Monday, February 3, 2014

Charter schools: A Michigan success story

If there were no Trillium Academy, fewer students in the Taylor area would have the opportunity for instruction in the performing arts.

It is one of the school’s specialties. It also illustrates the value of  Michigan’s charter school movement, now marking its 20th anniversary.

People forming charter schools can organize themselves around certain key components that they want in a school. That is the underlining principle for the concept: giving parents and students choices.

The state’s first nine charter schools opened in the fall of 1994.

Today, there are now 298 charter schools in the state educating more than 140,000 students — about 9 percent of the state’s school-age population.

Charter schools have particularly flourished in urban areas.

More than half the public school students in Detroit are now enrolled in charter schools, according to a recent report from  the National Alliance for Public Charter Schools.

That keeps Detroit second nationally among all cities, trailing only New Orleans, where 79 percent of students attend charter schools. Of the 100,255 public school students in Detroit, 51,083 were enrolled in charter schools, compared to 49,172 in traditional public schools.

It is hard to view charter schools as anything but a Godsend for the students and parents who make use of them. Their distinctives are alluring.

At Trillium, for instance, each student has his or her own educational plan, according to Superintendent Angela Romanowski. This approach has made the institution a “reward school” and it is in the top 5 percent in Michigan for its rate of student improvement.

Because it serves grades K-12, it is philosophically a one-room school house. Parents can send all of their children to the school.

Romanowski, who is in her 11th year at Trillium and originally worked in Monroe County’s Airport Community District as a Title 1 coordinator, said the family component is a special feature of the school. Parents, students and faculty members are all surveyed for input and teamwork is stressed.

Trillium has 695 students.

“It is hard to be much smaller if you are a high school,” Romanowski said.

Varsity basketball, softball, cross country and volleyball are offered, and the school partners with Gabriel Richard in Riverview for varsity football.

Three types of charter schools are allowed under Michigan law: 1) urban high school academies that can only be authorized by the state’s public universities; 2) schools of excellence that can replicate high-performing schools, function as a cyber school or base themselves on criteria that define superior academic performance; 3) strict discipline academies for the purposes of serving suspended, expelled or incarcerated young people.

The Michigan legislature last year lifted the cap on the number of charter schools that can exist in the state.

“We are still implementing choice,” said Dan Quisinberry, who has been president of the Michigan Association of Public School Academies (charterschools.org) since 1997.

Quisinberry said that while parents have access to testing data so they can rate a school’s achievement level, “it ought to be more understandable.” He is encouraged by a proposed A to F school accountability proposal now before the Michigan legislature.

Attaining equitable funding for charter schools also has been “difficult,” Quisinberry said, since there is still a “significant difference” between state funding for charters and conventional public schools.
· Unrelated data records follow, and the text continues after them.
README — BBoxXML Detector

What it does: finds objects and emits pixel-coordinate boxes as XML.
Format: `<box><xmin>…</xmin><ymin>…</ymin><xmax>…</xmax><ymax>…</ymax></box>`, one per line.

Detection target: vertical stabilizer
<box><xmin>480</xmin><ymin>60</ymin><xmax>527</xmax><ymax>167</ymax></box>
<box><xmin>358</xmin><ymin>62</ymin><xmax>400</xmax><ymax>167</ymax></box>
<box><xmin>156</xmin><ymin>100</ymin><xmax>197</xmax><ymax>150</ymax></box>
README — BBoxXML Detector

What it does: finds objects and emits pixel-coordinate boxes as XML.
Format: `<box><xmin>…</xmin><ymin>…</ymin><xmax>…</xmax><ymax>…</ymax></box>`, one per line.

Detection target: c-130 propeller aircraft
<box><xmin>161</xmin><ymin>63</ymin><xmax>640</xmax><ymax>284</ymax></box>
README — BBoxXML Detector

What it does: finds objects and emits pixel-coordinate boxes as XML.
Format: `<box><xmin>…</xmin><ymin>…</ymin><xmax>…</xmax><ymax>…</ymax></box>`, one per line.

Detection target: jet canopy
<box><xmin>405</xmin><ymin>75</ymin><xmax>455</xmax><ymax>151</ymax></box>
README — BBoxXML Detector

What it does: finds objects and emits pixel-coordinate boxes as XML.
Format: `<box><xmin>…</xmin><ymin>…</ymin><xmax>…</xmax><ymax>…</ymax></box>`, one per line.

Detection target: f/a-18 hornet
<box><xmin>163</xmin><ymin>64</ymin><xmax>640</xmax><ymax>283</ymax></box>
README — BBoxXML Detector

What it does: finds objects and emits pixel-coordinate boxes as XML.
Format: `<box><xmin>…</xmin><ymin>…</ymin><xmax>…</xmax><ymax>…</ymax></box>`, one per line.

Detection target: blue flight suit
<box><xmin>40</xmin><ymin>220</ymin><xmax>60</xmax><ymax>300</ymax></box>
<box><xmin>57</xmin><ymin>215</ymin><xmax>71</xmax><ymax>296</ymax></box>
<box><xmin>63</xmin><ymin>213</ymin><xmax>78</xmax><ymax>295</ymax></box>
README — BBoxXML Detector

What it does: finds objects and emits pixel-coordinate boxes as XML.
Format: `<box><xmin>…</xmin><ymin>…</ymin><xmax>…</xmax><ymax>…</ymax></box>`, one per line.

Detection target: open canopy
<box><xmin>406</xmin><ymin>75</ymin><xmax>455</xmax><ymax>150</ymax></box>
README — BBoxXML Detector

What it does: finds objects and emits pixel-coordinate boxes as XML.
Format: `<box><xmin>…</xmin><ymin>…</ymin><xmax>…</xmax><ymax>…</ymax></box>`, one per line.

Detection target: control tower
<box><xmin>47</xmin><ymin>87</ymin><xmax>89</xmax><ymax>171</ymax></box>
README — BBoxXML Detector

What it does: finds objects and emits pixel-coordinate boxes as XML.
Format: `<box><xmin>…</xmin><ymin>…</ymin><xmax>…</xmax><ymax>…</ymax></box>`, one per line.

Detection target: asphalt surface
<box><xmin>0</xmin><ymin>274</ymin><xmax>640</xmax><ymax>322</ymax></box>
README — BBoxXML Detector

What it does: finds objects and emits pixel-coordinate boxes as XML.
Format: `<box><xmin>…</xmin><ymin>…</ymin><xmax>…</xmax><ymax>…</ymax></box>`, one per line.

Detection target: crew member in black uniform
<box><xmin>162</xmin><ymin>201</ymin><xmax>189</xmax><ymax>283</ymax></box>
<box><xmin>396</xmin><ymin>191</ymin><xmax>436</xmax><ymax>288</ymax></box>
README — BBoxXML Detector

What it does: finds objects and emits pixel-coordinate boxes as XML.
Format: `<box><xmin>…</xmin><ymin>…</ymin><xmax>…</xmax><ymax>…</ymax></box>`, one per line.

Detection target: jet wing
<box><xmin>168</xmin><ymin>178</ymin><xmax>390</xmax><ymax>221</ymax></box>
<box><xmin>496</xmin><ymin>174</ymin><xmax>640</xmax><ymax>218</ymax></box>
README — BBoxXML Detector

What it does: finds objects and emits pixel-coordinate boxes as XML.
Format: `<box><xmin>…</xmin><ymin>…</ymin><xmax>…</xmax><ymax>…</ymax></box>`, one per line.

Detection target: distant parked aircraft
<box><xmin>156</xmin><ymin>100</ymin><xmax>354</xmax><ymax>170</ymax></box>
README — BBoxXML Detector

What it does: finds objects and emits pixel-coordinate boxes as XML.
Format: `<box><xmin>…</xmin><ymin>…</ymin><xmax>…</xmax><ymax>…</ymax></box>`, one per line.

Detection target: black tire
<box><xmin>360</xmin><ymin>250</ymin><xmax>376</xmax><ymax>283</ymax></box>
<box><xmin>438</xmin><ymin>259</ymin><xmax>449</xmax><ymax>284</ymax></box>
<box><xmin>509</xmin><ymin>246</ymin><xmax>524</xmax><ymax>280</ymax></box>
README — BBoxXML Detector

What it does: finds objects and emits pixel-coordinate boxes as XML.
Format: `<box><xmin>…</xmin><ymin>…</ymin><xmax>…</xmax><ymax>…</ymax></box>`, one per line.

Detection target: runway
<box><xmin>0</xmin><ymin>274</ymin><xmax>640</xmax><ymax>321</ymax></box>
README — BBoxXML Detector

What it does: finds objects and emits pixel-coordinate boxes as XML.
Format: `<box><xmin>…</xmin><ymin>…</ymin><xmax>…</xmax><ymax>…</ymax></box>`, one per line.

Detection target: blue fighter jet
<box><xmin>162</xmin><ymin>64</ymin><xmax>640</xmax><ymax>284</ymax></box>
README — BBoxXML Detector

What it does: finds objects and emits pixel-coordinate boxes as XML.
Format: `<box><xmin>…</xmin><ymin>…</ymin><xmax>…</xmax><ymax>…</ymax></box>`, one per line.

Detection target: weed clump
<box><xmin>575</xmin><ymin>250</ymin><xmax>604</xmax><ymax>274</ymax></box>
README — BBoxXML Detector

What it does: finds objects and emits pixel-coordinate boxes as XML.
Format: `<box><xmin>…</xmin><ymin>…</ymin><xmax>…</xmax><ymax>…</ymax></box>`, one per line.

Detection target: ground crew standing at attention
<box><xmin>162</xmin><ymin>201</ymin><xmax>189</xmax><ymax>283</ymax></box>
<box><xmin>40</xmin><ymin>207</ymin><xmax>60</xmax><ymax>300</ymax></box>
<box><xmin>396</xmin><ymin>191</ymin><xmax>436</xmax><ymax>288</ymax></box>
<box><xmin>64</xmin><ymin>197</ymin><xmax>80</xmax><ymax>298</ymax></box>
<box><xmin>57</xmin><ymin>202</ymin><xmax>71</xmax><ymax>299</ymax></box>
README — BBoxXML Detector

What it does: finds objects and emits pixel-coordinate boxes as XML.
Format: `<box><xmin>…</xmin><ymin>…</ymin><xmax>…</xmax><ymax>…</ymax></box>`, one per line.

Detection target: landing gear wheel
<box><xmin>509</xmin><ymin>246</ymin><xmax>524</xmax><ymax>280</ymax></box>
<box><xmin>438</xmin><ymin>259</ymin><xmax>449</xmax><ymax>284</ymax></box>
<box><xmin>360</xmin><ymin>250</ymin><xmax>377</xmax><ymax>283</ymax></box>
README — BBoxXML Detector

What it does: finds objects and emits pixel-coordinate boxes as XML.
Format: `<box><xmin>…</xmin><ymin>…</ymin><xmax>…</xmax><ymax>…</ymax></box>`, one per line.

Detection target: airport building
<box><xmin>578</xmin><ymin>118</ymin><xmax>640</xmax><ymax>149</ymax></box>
Student performance of charter schools has been debated, but Quisinberry has pointed out that noted that research by Stanford University’s CREDO Institute, released last year, shows that the average charter school student in Michigan gains an additional two months of learning every year in reading and math. In Detroit, the study showed, it’s an additional three months of learning every year.

To be sure, the movement has its critics, who today are focusing on what they call the undue influence of corporate interests in the movement. But as Quisinberry said recently, “The research shows that charter schools are fulfilling the promise that increased innovation and accountability will lead to greater achievement …  That’s why so many parents are choosing charter schools. You can’t fool parents. They don’t care who runs the school, but they know when their child is in the right school.”

Clearly, charter schools are here to stay.